Scottish music educator (1889–1974)

Rose Ethel Bassin (1889 – 29 April 1974), LRAM, ARCM, was a Scottish writer, music educator, and folklorist, known for her work in British Columbia in the 1930s, and for her biography of folklorist Frances Tolmie, published posthumously in 1977.

==Early life and education==
Bassin was born in Edinburgh, the daughter of Elieser Bassin and Fanny Bassin. Her father was an immigrant from Russia; he was raised in a Jewish household, but became a Christian convert and missionary as a young man. She attended George Watson's Ladies College in Edinburgh, and earned certificates at the Royal Academy of Music in Manchester and London. In 1915, she was the first graduate of the music teacher training program at Moray House. She studied music under Marjory Kennedy-Fraser.

==Career==
Bassin taught at schools in Scotland and England, including stints in the Hebrides. From 1927 to 1934 she was a lecturer at the University of British Columbia. While she was teaching in western Canada, she wrote a play for the Vancouver Sea Music Festival in 1930, directed musical pageants, lectured and wrote about music, judged folk music competitions, collected and arranged folk songs, and performed in concerts as a singer and a pianist. In 1935, she was hired to teach music to unemployed girls in Glasgow. She also edited a magazine, Rural Music, for the Federation of Rural Music Schools.

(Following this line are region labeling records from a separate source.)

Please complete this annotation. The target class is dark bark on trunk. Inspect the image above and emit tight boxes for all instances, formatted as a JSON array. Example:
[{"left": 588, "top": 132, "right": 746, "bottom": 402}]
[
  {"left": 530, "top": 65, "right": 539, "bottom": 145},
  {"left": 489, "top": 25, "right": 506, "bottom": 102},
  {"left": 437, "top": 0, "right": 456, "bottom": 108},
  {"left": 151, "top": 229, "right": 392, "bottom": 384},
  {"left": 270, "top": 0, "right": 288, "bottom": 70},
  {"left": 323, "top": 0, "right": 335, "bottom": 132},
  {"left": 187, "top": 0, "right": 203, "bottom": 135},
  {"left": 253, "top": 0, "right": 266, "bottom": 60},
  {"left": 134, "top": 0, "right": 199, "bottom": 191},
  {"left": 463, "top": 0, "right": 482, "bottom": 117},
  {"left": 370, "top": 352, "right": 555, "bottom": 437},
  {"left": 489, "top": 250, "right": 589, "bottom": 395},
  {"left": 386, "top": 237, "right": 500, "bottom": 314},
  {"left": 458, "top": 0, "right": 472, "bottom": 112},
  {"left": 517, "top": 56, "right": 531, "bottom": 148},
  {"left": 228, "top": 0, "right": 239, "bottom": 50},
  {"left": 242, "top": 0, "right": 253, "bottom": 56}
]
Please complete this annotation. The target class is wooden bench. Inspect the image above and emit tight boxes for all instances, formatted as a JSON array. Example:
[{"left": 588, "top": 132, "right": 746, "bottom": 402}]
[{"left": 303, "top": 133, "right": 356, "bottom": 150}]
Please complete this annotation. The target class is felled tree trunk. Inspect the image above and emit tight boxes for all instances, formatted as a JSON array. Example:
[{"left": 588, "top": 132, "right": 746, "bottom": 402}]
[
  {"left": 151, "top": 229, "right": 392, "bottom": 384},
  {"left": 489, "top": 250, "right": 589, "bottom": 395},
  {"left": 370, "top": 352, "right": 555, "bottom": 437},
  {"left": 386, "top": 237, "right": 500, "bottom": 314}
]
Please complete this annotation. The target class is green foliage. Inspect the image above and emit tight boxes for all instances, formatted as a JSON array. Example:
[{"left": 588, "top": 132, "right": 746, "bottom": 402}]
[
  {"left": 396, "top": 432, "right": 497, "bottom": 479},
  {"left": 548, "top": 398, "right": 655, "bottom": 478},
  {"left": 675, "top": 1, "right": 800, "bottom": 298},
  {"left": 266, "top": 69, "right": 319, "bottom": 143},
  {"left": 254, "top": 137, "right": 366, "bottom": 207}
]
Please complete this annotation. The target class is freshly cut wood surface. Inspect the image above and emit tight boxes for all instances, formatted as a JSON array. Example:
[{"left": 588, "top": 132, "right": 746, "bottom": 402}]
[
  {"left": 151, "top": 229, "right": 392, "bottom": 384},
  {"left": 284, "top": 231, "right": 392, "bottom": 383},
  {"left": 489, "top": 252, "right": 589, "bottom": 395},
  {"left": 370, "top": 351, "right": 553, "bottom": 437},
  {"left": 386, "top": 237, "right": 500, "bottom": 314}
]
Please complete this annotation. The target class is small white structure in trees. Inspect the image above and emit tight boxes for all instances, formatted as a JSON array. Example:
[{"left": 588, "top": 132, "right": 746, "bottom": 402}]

Bassin retired from schoolwork in 1949, but continued to teach privately, and give talks about her work. She was a subscribing member of the Gaelic Society of Inverness, and contributed articles to academic journals such as the Journal of the English Folk Dance and Song Society and Scottish Studies. She was a member of the Scottish School Music Association in the 1940s. Poet Sorley MacLean was one of her students. Her last and most substantial work, a biography of Frances Tolmie, was published posthumously in 1977.

==Publications==
- "Gaelic Mods in the Western Isles" (1938)
- "Old Devonshire House is Now Museum and Center for Study of Old Instruments and Music" (1938)
- "Frances Tolmie (1840–1926)" (1948)
- "Margaret Kennedy-Fraser and Songs of the Hebrides" (1948)
- "The Tolmie Manuscripts" (1951)
- "Frances Tolmie and Her Songs" (1960)
- "The Tolmie Journal: A Note on the Corrigenda" (1961)
- The Old Songs of Skye: Frances Tolmie and her Circle (1977)

==Personal life==
Bassin died in 1974, at the age of 85. There is a collection of her papers housed at the National Library of Scotland.